Public API: the five-axis CPFEProtocol/CPFEReport, the multiclass metric and
significance primitives (axes 1-4), and the attribution-stability functions (axis 5).
CPFEProtocol
¶
Run the CPFE five-axis evaluation over precomputed per-platform outputs.
Parameters:
| Name | Type | Description | Default |
|---|---|---|---|
platform_data
|
dict ``{name: {"y_true": array, "probs": (n, n_classes) array}}``.
|
|
required |
reference
|
the within-platform name (e.g. the training platform).
|
|
required |
n_classes
|
number of classes.
|
|
required |
delta_auc_pct_max
|
ILLUSTRATIVE macro-AUC-drop screening limit (percent) used by
|
|
30.0
|
CPFEReport
¶
Holds the five-axis results and renders tables and a deployment-readiness diagnostic.
deployment_readiness()
¶
Structured per-axis, per-platform screening DIAGNOSTIC -- NOT a deployment decision. Following the CPFE paper (Sections 6.5-6.6), cross-platform degradation is an informative diagnostic, not definitive evidence of bias.
Thresholds: calibration uses P4's stated ECE bands (Suppl. Fig. S2); equity uses
P4's four-fifths rule; discrimination uses an ILLUSTRATIVE delta_auc_pct_max
(P4 Section 6.6 declines to set a published cutoff).

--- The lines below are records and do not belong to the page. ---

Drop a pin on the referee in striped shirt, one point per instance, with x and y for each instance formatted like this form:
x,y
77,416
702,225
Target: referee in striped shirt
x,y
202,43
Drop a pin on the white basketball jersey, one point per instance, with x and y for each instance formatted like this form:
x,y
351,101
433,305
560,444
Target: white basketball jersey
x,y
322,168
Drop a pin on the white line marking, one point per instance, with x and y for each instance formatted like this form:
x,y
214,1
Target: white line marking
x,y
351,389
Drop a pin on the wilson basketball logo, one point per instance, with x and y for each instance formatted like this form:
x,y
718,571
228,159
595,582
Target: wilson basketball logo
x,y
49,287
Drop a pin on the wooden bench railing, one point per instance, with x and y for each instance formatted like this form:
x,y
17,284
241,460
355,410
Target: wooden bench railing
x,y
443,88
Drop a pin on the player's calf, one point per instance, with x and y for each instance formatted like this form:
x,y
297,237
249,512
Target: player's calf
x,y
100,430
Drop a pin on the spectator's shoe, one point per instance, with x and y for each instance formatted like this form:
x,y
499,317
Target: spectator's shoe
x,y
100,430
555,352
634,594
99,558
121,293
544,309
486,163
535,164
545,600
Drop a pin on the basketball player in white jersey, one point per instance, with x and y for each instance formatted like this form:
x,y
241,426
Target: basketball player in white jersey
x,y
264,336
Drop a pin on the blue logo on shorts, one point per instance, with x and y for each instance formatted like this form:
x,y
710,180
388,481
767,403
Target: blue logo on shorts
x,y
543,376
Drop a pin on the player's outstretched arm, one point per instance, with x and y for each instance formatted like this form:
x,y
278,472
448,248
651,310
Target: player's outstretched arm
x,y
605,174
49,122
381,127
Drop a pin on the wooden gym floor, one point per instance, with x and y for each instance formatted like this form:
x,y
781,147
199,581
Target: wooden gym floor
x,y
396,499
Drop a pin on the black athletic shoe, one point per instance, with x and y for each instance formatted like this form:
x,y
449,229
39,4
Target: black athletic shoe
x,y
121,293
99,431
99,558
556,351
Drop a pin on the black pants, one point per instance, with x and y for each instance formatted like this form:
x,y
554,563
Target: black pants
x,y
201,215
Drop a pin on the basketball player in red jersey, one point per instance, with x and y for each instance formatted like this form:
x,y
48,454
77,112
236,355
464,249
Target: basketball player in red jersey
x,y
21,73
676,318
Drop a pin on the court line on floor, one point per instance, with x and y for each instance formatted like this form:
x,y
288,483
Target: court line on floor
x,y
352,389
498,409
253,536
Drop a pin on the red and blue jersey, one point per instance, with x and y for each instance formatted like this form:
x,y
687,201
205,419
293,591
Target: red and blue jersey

Returns
{platform: {"ready": bool, "axes": {axis: {pass, value, threshold, source, reason}}}}.
jaccard_topk(saliency_a, saliency_b, k)
¶
Jaccard overlap of the top-k tokens by saliency: |topK(A) ∩ topK(B)| / |union|.
saliency_* map token -> saliency score. Returns 0.0 if both are empty.
Examples:
>>> jaccard_topk({"a": 0.9, "b": 0.8}, {"a": 0.7, "c": 0.6}, k=2)
0.3333333333333333
token_saliency(model, tokenizer, text, target=None)
¶
Per-token gradient saliency s_i = ‖∂P(y|x)/∂E_i‖₂ via Captum (optional).
Requires pip install fairscope[nlp]. Returns {token: saliency}.
macro_auc(y_true, probs)
¶
Macro one-vs-rest AUC. Requires every class present in y_true.
macro_f1(y_true, probs)
¶
Macro F1 of the argmax predictions.
multiclass_ece(y_true, probs, n_bins=10)
¶
Confidence-accuracy Expected Calibration Error (Guo et al. 2017; CPFE paper):
ECE = sum_m (|B_m|/n) * |acc(B_m) - conf(B_m)| with conf = max prob and
acc = top-1 correct.
per_class_disparate_impact(probs_a, probs_b, n_classes)
¶
Symmetric DI per class between two platforms, reusing core.disparate_impact with
the class binarized (pred == c) and platform as the two-group label.
per_class_equalized_odds(y_a, probs_a, y_b, probs_b, n_classes)
¶
EOD per class between two platforms (|TPR_c(A) - TPR_c(B)|), reusing
core.equalized_odds_difference. A class with no positive labels in a platform is
returned as None (TPR undefined).
bootstrap_macro_auc_test(y_a, probs_a, y_b, probs_b, n_boot=2000, random_state=None)
¶
Compare macro AUC across two platforms (independent test sets).
Each platform's macro-AUC standard error is estimated by a class-stratified bootstrap; the errors are combined for an unpaired z-test. Returns a dict: auc_a, auc_b, delta, se, z, p_value, n_boot.